This is the final video in this 7 video series on antiarrhythmics.

The topic is an overview of drug selection, some classic antiarrhythmic pitfalls, and

a brief summary.

So, I'm going to go through some common scenarios involving arrhythmias and discuss the consideration

one should have when choosing a specific drug.

First up is the most common: how to rate control rapid a-fib or a-flutter.

The first consideration is whether you are dealing with an inpatient who you are just

attempting to stabilize temporarily while figuring out the long-term plan, or if you

are dealing with an outpatient or soon to be discharged inpatient and need to determine

that long-term plan.

For the acute inpatient, ask whether there is evidence of heart failure or LV dysfunction.

If no, then diltiazem, verapamil, and cardioselective beta blockers are all appropriate options.
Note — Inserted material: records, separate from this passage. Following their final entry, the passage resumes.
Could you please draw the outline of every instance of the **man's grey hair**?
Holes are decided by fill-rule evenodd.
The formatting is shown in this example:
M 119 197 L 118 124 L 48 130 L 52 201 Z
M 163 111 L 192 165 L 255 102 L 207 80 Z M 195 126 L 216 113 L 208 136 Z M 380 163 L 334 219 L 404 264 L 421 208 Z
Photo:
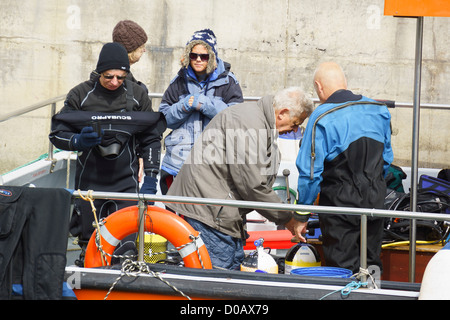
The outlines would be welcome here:
M 275 110 L 287 108 L 291 117 L 300 117 L 303 112 L 309 116 L 313 112 L 314 104 L 300 87 L 290 87 L 279 91 L 274 96 L 273 107 Z

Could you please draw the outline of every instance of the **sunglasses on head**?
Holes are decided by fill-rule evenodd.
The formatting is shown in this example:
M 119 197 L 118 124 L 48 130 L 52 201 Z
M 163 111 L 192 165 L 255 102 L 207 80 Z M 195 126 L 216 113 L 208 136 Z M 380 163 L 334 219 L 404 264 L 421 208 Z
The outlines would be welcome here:
M 209 60 L 209 54 L 208 53 L 189 53 L 189 58 L 191 60 L 197 60 L 198 57 L 200 57 L 200 60 L 202 61 L 208 61 Z
M 117 78 L 117 80 L 125 80 L 125 78 L 127 77 L 126 75 L 124 76 L 117 76 L 117 75 L 105 75 L 102 73 L 103 78 L 108 79 L 108 80 L 112 80 L 114 79 L 114 77 Z

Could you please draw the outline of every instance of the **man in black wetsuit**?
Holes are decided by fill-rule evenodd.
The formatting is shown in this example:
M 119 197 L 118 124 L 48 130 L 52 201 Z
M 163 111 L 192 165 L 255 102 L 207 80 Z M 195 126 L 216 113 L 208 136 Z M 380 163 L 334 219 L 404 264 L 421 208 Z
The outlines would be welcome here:
M 103 46 L 96 71 L 97 78 L 68 93 L 64 107 L 52 119 L 50 141 L 57 148 L 78 151 L 75 189 L 155 194 L 165 118 L 152 112 L 141 86 L 125 80 L 130 63 L 121 44 Z M 144 159 L 141 189 L 138 151 Z M 99 219 L 133 205 L 117 200 L 95 200 L 94 204 Z M 77 199 L 70 231 L 82 248 L 93 232 L 93 221 L 90 203 Z

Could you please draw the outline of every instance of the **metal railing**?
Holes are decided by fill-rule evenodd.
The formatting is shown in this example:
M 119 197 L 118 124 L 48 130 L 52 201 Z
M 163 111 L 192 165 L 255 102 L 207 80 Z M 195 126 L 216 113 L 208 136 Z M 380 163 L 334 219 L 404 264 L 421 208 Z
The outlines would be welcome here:
M 149 93 L 150 98 L 162 98 L 162 93 Z M 65 99 L 65 95 L 57 96 L 40 103 L 33 104 L 26 108 L 20 109 L 15 112 L 11 112 L 4 116 L 0 116 L 0 123 L 7 121 L 9 119 L 15 118 L 17 116 L 24 115 L 28 112 L 32 112 L 44 107 L 51 105 L 51 115 L 50 118 L 53 117 L 56 113 L 56 103 Z M 256 101 L 260 97 L 244 97 L 245 101 Z M 314 103 L 318 103 L 318 99 L 312 99 Z M 413 108 L 413 103 L 402 103 L 396 102 L 395 107 L 400 108 Z M 444 104 L 421 104 L 421 108 L 425 109 L 435 109 L 435 110 L 450 110 L 450 105 Z M 53 160 L 53 144 L 49 142 L 48 149 L 48 158 L 47 160 L 54 162 Z M 95 193 L 94 197 L 103 197 L 102 193 Z M 142 200 L 142 197 L 137 198 L 136 195 L 130 194 L 114 194 L 108 193 L 108 196 L 112 196 L 113 198 L 118 199 L 134 199 L 134 200 Z M 159 197 L 159 196 L 145 196 L 145 200 L 153 200 L 153 201 L 161 201 L 161 202 L 186 202 L 186 198 L 182 197 Z M 182 199 L 182 200 L 180 200 Z M 258 203 L 258 202 L 248 202 L 248 201 L 226 201 L 224 200 L 215 200 L 215 199 L 194 199 L 188 198 L 189 203 L 192 204 L 209 204 L 209 205 L 225 205 L 225 206 L 243 206 L 245 208 L 254 208 L 254 209 L 276 209 L 276 210 L 298 210 L 298 211 L 308 211 L 315 213 L 340 213 L 340 214 L 357 214 L 361 215 L 361 267 L 367 268 L 367 216 L 380 216 L 380 217 L 397 217 L 397 218 L 405 218 L 412 219 L 411 221 L 415 222 L 415 219 L 432 219 L 438 221 L 450 221 L 450 215 L 444 214 L 426 214 L 426 213 L 417 213 L 417 212 L 400 212 L 400 211 L 389 211 L 389 210 L 375 210 L 375 209 L 360 209 L 360 208 L 336 208 L 336 207 L 322 207 L 322 206 L 302 206 L 302 205 L 290 205 L 290 204 L 273 204 L 273 203 Z M 415 238 L 412 238 L 415 239 Z M 412 248 L 415 249 L 415 243 L 411 245 Z M 415 250 L 414 250 L 415 251 Z M 415 270 L 415 252 L 411 252 L 410 250 L 410 268 Z
M 192 198 L 181 196 L 161 196 L 151 194 L 135 194 L 135 193 L 114 193 L 114 192 L 96 192 L 96 191 L 73 191 L 73 197 L 91 197 L 93 199 L 112 199 L 112 200 L 130 200 L 139 201 L 139 207 L 142 209 L 144 201 L 152 202 L 168 202 L 168 203 L 184 203 L 193 205 L 213 205 L 213 206 L 227 206 L 235 208 L 247 208 L 252 210 L 285 210 L 285 211 L 303 211 L 324 214 L 345 214 L 345 215 L 360 215 L 361 216 L 361 245 L 360 245 L 360 264 L 361 269 L 367 270 L 367 218 L 368 217 L 384 217 L 384 218 L 402 218 L 402 219 L 421 219 L 421 220 L 436 220 L 436 221 L 450 221 L 450 214 L 443 213 L 424 213 L 414 211 L 393 211 L 381 209 L 366 209 L 366 208 L 349 208 L 349 207 L 329 207 L 316 205 L 298 205 L 289 203 L 271 203 L 271 202 L 256 202 L 256 201 L 242 201 L 242 200 L 224 200 L 212 198 Z M 139 220 L 143 219 L 143 210 L 139 210 Z M 139 238 L 144 238 L 144 229 L 139 229 Z M 143 241 L 141 241 L 143 243 Z M 142 248 L 143 249 L 143 248 Z M 140 253 L 139 258 L 143 260 L 143 254 Z M 361 281 L 365 282 L 366 275 L 361 276 Z

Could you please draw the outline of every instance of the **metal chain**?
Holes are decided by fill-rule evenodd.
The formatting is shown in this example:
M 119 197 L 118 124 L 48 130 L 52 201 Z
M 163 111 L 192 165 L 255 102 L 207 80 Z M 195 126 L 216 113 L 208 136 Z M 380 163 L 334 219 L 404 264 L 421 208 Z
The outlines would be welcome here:
M 168 285 L 170 288 L 172 288 L 175 292 L 178 292 L 179 294 L 181 294 L 186 299 L 191 300 L 191 298 L 188 295 L 184 294 L 181 290 L 177 289 L 175 286 L 170 284 L 167 280 L 164 280 L 163 278 L 161 278 L 159 272 L 153 272 L 152 270 L 150 270 L 149 266 L 145 262 L 143 262 L 143 261 L 132 261 L 130 259 L 127 259 L 127 260 L 125 260 L 123 262 L 122 269 L 120 270 L 120 276 L 117 277 L 117 279 L 113 282 L 113 284 L 109 288 L 108 293 L 106 294 L 104 300 L 108 299 L 108 296 L 112 292 L 112 290 L 114 289 L 115 285 L 124 276 L 138 277 L 140 274 L 149 274 L 149 275 L 153 276 L 154 278 L 157 278 L 157 279 L 161 280 L 166 285 Z

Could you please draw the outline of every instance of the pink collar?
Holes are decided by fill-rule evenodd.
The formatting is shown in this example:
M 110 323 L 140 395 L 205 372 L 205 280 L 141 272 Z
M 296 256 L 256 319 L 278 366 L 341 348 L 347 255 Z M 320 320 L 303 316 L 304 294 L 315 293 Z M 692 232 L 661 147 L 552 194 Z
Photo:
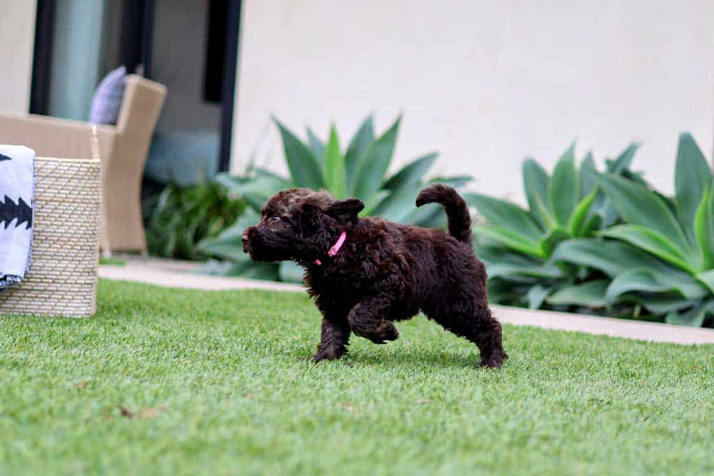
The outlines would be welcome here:
M 339 252 L 340 248 L 342 248 L 342 245 L 345 244 L 345 240 L 346 239 L 347 239 L 347 232 L 343 231 L 341 233 L 340 233 L 340 238 L 337 238 L 337 242 L 335 243 L 335 244 L 332 245 L 332 248 L 331 248 L 330 250 L 327 252 L 327 255 L 334 256 L 335 255 L 336 255 Z M 320 260 L 315 260 L 314 263 L 316 265 L 322 264 L 322 261 L 321 261 Z

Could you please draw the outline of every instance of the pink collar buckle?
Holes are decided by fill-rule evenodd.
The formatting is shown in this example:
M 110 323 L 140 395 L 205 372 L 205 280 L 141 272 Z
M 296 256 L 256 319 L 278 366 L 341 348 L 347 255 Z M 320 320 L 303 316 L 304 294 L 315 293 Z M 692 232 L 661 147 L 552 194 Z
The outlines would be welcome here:
M 340 248 L 342 248 L 342 245 L 345 244 L 345 240 L 346 239 L 347 239 L 347 232 L 343 231 L 341 233 L 340 233 L 340 238 L 337 239 L 337 241 L 335 243 L 335 244 L 333 245 L 332 248 L 331 248 L 330 250 L 327 252 L 327 255 L 334 256 L 338 253 L 339 253 Z M 313 261 L 313 263 L 314 263 L 318 265 L 322 264 L 322 261 L 321 261 L 320 260 L 315 260 L 314 261 Z

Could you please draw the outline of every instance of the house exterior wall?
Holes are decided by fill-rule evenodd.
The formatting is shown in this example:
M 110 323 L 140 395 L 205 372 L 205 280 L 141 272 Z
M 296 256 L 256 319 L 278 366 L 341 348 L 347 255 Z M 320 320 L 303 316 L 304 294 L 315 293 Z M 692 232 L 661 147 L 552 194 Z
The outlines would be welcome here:
M 577 140 L 598 160 L 643 143 L 635 168 L 673 188 L 678 134 L 714 131 L 710 0 L 246 0 L 231 168 L 283 171 L 271 114 L 348 137 L 404 113 L 397 163 L 438 150 L 439 173 L 523 199 L 528 155 L 552 168 Z
M 0 0 L 0 111 L 30 107 L 36 0 Z

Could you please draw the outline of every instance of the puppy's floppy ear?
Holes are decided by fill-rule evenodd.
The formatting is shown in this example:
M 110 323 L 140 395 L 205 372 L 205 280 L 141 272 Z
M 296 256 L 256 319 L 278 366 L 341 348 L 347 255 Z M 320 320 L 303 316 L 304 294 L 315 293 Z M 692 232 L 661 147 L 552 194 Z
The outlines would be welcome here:
M 364 208 L 364 203 L 359 198 L 348 198 L 330 203 L 325 213 L 338 221 L 357 222 L 357 216 Z

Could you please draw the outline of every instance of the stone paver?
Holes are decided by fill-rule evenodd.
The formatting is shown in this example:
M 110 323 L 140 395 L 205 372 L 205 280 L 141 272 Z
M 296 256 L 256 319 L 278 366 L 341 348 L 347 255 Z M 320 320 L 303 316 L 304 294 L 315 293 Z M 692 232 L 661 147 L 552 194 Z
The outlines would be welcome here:
M 99 277 L 105 279 L 136 281 L 168 288 L 204 290 L 266 289 L 304 292 L 299 285 L 198 274 L 200 263 L 157 258 L 123 257 L 123 266 L 103 265 Z M 598 318 L 578 314 L 533 310 L 521 308 L 493 306 L 498 320 L 516 325 L 531 325 L 544 329 L 570 330 L 621 337 L 638 340 L 676 344 L 713 344 L 714 330 L 688 328 L 657 323 Z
There is some evidence, which is consistent with my personal experience, that IV diltiazem

may be the most effective med for acute rate control.
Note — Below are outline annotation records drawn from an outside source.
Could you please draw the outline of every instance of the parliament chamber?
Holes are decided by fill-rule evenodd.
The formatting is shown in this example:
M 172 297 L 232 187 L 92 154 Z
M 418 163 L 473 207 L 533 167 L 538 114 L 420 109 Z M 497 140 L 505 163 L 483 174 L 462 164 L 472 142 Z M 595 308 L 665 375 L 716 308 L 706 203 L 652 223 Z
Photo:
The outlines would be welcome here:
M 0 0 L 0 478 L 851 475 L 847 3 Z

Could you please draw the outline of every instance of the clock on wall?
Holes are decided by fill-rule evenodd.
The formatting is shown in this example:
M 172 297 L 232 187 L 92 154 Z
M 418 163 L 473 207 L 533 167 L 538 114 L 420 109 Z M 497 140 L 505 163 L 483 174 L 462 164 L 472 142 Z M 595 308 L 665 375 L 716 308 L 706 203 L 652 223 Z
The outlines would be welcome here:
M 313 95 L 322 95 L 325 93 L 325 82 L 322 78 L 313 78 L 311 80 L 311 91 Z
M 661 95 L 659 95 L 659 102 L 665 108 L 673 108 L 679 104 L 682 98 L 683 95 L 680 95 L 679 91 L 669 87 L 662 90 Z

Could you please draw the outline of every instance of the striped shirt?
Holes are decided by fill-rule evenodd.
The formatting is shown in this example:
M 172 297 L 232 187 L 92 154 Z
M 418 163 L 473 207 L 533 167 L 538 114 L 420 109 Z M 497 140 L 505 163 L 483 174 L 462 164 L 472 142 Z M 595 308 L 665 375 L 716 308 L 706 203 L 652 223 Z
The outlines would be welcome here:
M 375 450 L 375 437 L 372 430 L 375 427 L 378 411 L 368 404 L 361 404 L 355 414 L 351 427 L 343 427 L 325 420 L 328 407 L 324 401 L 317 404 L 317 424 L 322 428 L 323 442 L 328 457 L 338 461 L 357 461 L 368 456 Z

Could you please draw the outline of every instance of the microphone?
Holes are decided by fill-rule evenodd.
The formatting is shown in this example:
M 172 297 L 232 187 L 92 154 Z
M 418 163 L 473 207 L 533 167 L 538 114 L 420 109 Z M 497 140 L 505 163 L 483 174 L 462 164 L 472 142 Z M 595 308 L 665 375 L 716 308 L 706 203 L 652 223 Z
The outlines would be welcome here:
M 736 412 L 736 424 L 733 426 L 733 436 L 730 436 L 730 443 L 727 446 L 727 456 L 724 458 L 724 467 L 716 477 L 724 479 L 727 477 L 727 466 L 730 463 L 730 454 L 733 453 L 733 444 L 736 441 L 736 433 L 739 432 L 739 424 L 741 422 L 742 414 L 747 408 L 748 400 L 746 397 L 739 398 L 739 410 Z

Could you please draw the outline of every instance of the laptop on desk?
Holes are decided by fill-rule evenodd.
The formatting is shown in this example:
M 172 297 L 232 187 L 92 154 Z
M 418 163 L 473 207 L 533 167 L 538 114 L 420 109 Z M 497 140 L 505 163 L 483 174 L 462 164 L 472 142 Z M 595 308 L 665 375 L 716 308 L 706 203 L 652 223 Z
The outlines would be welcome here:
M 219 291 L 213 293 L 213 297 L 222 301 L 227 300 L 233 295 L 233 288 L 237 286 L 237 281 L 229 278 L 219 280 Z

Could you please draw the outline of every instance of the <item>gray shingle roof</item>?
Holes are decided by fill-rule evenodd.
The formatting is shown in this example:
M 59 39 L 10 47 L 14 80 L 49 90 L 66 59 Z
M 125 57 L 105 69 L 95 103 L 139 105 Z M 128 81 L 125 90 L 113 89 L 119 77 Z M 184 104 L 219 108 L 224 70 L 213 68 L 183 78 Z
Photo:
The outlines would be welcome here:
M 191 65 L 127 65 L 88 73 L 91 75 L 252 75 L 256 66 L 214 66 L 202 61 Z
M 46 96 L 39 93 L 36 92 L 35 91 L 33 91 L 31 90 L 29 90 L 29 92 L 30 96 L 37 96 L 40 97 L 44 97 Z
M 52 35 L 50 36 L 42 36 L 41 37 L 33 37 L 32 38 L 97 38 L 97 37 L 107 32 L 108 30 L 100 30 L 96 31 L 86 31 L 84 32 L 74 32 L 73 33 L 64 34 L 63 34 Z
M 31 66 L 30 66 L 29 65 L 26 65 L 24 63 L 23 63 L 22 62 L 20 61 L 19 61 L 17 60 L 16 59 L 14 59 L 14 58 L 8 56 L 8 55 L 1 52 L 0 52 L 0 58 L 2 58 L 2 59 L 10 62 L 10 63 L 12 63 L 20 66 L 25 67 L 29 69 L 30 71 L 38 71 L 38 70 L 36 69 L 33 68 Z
Now, if there is heart failure or LV dysfunction, those meds are all relatively contraindicated

because they are negative inotropes.

So options in this case include amiodarone, and digoxin, as well as cardioversion.

Keep in mind that amiodarone carries the risk of pharmacologically cardioverting the patient

back to sinus, which may or may not be desirable, depending on how long the patient has been

in a-fib or a-flutter, and whether they are already adequately anticoagulated.

Also, digoxin has a long onset of action, even when loaded, and it will definitely be

the slowest of any of these options at getting the rate under control.

For outpatients and/or a long-term rate control strategy, once again, consider heart failure

or LV dysfunction.

If there's none, diltiazem, verapamil, and beta blockers are all appropriate options.

If there is heart failure or LV dysfunction, beta blockers are clear first line, with digoxin

and distant second.

Remember that we want to avoid long-term amiodarone due to its toxicity like pulmonary fibrosis.

Okay, the next scenario, how to pick a medication to pharmacologically cardiovert a-fib or a-flutter.

The first question here is whether the patient is hemodynamically unstable.

If yes, then don't mess with drugs - just do an emergent electrical cardioversion.

If they are stable, but you still want to cardiovert them for some reason, such as symptoms

of palpitations or a difficult to control ventricular rate, you need to consider whether

the patient has so-called structural heart disease, which refers primarily to coronary

artery disease and heart failure, but which also is sometimes considered to include moderate

to severe LVH.

If there is no structural heart disease, then the Ic agents of flecainide and propafenone

are options, as well as the class III drug dofetilide.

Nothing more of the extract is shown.